Not long after, Madlib made his way to the Mainline stage with longtime collaborator Freddie Gibbs. The Indiana rapper arrived at the last minute to compensate for the Erykah Badu disaster. Although Gibbs isn’t the silky-voiced soul singer most attendees wanted, the rapper brought his all to the performance, rapping until he was breathless as Madlib blared iconic instrumentals from their classic joint album, Piñata.

Audience at a music festival
Audience at a music festival. Credit: Shutterstock/Melinda Nagy

Was Cross the Tracks really worth it?

Festivals are costly. It’s no surprise that Cross the Tracks customers are calling for refunds when they invested so much in a day that didn’t turn out how the organizers promised. The main headliner dropped out; the event schedule was questionable and inaccurate at points; the stage locations could be awkward and a chore to walk to.
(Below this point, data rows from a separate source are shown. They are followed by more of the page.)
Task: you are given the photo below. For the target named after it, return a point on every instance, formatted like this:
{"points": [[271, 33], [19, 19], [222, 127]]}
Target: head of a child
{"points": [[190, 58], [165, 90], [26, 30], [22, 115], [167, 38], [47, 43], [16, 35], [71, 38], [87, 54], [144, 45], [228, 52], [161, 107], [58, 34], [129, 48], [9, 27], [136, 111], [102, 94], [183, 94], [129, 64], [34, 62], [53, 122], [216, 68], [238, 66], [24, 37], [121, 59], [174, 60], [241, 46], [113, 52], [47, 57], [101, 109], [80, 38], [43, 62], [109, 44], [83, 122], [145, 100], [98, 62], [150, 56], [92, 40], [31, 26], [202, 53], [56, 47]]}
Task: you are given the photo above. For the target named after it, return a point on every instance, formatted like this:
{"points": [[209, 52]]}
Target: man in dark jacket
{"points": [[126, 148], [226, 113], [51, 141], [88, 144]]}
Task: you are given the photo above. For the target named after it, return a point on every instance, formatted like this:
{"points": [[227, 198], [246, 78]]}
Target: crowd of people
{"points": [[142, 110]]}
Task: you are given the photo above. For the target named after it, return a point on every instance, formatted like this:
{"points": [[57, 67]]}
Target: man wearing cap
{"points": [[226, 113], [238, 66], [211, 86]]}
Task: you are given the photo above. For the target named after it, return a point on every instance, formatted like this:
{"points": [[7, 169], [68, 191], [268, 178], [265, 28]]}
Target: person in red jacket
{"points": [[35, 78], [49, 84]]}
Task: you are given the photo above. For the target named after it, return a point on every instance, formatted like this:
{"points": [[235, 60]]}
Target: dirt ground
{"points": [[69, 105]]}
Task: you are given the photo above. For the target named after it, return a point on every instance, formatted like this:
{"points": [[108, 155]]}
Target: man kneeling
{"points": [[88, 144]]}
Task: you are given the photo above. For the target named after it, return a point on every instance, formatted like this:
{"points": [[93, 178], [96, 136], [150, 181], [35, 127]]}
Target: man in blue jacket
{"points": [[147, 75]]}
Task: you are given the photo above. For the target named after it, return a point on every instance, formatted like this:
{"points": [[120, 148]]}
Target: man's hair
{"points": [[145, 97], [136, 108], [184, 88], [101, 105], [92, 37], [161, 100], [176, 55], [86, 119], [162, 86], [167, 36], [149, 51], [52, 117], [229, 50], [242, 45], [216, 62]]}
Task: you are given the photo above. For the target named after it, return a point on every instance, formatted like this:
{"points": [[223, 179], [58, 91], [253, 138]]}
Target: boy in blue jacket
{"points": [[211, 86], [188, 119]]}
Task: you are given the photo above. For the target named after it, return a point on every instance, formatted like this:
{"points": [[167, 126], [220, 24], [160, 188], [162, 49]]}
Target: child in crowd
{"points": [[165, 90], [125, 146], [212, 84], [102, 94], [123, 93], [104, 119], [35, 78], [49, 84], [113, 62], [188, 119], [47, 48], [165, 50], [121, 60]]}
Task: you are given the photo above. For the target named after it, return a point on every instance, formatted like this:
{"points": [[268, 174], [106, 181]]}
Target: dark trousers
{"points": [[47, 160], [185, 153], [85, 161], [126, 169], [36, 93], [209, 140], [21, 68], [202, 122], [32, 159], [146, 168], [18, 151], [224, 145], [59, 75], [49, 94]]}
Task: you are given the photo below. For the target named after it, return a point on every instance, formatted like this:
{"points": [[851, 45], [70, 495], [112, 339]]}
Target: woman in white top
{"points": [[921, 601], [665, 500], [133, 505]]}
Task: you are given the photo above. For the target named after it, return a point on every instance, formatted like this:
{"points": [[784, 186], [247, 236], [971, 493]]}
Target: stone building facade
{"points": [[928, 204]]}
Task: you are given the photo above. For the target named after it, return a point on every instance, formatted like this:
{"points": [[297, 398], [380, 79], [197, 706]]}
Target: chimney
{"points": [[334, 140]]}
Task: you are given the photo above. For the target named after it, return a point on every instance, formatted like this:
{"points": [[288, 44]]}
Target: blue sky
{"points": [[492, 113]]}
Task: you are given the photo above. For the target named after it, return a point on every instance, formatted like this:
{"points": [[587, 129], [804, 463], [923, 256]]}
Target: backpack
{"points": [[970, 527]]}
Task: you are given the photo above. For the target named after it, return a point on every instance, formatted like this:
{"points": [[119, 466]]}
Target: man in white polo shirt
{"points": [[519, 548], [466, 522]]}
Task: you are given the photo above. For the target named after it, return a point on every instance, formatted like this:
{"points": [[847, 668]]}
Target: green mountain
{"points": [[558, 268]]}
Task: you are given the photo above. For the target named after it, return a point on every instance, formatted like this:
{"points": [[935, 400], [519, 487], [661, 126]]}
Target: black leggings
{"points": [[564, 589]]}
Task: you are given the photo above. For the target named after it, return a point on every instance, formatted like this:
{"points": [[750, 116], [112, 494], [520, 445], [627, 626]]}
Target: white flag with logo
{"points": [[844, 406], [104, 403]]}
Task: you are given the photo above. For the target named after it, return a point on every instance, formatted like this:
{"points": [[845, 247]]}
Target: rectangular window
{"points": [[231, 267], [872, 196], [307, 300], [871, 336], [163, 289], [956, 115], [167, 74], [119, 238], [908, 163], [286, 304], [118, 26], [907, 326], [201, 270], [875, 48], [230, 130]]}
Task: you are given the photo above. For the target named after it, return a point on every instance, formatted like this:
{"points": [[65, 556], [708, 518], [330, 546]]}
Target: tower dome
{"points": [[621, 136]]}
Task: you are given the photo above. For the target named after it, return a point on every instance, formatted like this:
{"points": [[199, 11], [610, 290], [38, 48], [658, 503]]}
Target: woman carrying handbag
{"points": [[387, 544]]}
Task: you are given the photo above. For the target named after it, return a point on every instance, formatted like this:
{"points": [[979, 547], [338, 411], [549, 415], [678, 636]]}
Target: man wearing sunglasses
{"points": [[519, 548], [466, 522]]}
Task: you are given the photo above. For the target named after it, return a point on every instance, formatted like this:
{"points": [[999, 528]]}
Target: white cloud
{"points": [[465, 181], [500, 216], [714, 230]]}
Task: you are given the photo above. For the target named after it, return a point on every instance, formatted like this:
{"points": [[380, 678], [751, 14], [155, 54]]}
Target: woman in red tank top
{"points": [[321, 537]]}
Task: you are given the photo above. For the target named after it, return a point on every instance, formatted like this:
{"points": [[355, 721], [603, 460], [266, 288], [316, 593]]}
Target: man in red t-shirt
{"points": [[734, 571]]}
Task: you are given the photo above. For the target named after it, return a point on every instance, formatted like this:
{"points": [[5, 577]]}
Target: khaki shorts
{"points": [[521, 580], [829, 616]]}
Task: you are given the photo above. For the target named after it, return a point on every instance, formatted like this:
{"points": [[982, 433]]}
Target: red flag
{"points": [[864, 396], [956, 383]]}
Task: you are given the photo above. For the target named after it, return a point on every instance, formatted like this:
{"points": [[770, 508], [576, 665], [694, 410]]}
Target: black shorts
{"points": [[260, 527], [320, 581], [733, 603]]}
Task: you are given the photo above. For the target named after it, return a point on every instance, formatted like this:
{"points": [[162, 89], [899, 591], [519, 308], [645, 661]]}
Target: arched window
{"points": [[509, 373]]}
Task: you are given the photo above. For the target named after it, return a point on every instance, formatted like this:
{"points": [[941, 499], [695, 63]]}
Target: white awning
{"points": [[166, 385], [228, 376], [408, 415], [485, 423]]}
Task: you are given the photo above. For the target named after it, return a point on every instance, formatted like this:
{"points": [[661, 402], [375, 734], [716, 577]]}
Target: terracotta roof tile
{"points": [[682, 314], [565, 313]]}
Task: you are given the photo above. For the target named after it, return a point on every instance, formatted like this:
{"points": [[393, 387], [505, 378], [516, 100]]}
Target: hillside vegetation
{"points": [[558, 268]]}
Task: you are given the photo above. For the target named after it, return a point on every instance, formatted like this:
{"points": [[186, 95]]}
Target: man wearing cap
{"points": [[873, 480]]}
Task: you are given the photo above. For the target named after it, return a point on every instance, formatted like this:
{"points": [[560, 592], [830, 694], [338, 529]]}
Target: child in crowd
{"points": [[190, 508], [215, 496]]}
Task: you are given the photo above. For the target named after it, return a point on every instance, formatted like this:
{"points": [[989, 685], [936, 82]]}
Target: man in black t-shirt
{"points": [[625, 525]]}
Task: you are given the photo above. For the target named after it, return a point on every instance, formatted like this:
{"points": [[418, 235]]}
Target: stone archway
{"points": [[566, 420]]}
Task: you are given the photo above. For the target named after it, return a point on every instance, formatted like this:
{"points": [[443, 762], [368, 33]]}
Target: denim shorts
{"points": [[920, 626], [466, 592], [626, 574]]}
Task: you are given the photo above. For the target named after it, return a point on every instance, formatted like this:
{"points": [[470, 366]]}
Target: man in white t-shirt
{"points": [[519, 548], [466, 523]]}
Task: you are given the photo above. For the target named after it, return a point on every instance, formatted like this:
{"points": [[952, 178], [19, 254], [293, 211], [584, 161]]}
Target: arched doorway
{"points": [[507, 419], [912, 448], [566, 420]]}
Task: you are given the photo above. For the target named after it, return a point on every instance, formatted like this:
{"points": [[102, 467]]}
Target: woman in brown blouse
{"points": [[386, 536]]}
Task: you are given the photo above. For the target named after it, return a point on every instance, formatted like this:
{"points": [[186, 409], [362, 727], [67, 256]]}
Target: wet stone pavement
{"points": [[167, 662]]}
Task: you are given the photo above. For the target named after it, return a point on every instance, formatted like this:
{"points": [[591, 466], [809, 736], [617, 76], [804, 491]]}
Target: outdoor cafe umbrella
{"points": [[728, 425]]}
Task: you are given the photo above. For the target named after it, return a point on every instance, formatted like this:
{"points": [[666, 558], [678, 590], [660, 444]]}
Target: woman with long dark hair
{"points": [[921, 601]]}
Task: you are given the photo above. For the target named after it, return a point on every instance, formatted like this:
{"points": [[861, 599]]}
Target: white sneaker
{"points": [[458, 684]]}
As excellent as the experience was, the issues are glaring. But to call the festival a failure would be an overstatement when the most prestigious festivals have suffered similar problems. At Camp Flog Gnaw, surprise headliner Drake left the stage early after the audience booed him. At Coachella, perhaps the most essential festival experience in the United States, Frank Ocean dropped out after one half-baked performance.

Considering all the incredible talents Cross the Tracks had to offer, you would have to be a harsh critic to label it an outright disaster. From up-and-coming prodigies like Ella More to hip-hop icons like Madlib, every performance made the ticket price worth it. Offering dozens of talented acts over eight diverse stages, the variety and consistency of the event more than made up for its issues. Cross the Tracks was neither a triumph nor a disaster. Like every festival, it had its ups and downs, but in the end, it was another excellent day for music.